Authorship of ‘Qualifications of an Orangeman.'

I am able to make the interesting revelation that the ‘Qualifications of an Orangeman,' which have received so much praise in recent years, were composed by Colonel William Blacker (who was present at the Battle of the Diamond), and his uncle, Rev George Blacker.

The Latter who died on 1st May, 1910 (born 1764) became vicar of Seagoe in 1796 (the year following the Battle) at (says Colonel Blacker) ‘one of the most critical moments in the history of modern politics, when the reaction caused by the battle of the Diamond was still in a furious vigour and he once decided on taking part which tended to the pacification of the country.

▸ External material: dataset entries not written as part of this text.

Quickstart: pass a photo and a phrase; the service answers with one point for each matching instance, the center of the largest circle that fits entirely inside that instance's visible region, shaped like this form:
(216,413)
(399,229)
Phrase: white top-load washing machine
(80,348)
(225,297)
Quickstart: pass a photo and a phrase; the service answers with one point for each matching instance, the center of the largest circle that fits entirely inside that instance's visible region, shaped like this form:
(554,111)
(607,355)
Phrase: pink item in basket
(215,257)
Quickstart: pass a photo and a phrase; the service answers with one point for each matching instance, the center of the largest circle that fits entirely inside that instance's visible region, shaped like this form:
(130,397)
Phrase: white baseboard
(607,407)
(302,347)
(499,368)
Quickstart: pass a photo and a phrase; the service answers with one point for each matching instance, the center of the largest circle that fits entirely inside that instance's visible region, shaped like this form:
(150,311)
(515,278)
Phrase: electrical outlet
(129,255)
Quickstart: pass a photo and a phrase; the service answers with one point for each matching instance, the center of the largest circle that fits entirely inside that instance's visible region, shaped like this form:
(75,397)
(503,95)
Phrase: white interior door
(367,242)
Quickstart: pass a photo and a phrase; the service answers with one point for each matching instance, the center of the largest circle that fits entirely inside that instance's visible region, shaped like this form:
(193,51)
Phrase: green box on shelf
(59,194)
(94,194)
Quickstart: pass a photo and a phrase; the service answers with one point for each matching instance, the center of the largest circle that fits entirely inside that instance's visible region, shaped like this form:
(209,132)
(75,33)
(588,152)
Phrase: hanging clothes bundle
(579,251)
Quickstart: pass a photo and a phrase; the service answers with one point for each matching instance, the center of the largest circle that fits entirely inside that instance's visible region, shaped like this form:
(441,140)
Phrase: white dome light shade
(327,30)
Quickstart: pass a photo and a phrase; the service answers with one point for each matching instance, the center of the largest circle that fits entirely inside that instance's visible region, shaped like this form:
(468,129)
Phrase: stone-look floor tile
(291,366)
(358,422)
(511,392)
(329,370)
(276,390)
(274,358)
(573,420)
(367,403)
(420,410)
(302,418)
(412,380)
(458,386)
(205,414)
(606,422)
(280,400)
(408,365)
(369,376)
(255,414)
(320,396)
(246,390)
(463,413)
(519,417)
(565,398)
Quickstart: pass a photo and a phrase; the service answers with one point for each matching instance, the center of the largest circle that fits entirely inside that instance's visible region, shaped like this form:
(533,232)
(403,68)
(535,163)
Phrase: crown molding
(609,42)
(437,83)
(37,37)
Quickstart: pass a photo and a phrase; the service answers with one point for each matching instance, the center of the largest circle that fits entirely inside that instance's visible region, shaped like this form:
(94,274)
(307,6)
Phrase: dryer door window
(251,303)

He identified himself with the people by becoming a member of the Orange Institution and thus acquired an influence among them as well as a knowledge which he made use of to keep them within proper bounds, while following those principles of Protestant loyalty which prevented a bloody revolution in Ireland. He is a man of active habits and intense zeal, exceedingly charitable…… He was called to the office of County Grand Master, and it could not have been in better hands.'

Colonel Blacker was also responsible for the changes necessitated by the ‘New System' (1816).

The Qualifications Of An Orangeman

An Orangeman should have sincere love and veneration for his Heavenly Father; a humble and steadfast faith in Jesus Christ, the Saviour of mankind, believing in him as the only mediator between God and man. He should cultivate truth and justice, brotherly kindness and charity, devotion and piety, concord and unity, and obedience to the laws; his deportment should seek the society of the virtuous, and avoid that of the evil; he should honour and diligently study the Holy Scriptures, and make them the rule of his faith and practice; he should love, uphold and defend the Protestant religion, and sincerely desire and endeavour to propagate its doctrines and precepts; he should strenuously oppose the fatal errors and doctrines of the Church of Rome, and scrupulously avoid countenancing (by his presence or otherwise) any act or ceremony of Popish worship, he should by all lawful means, resist the ascendency of that Church, its encroachments, and the extension of its power, ever abstaining from all uncharitable words, actions or sentiments, towards his Roman Catholic brethren; he should remember to keep holy the Sabbath Day and attend the public worship of God, and diligently train up his offspring, and all under his control, in the fear of God, and in the Protestant faith; he should never take the name of God in vain, but abstain from all cursing and profane language, and use every opportunity of discouraging these, and all other sinful practices, in others; his conduct should be guided by wisdom and prudence, and marked by honesty, temperance and sobriety; the glory of God and the welfare of man, the honour of his Sovereign, and the good of his country, should be the motive of his actions.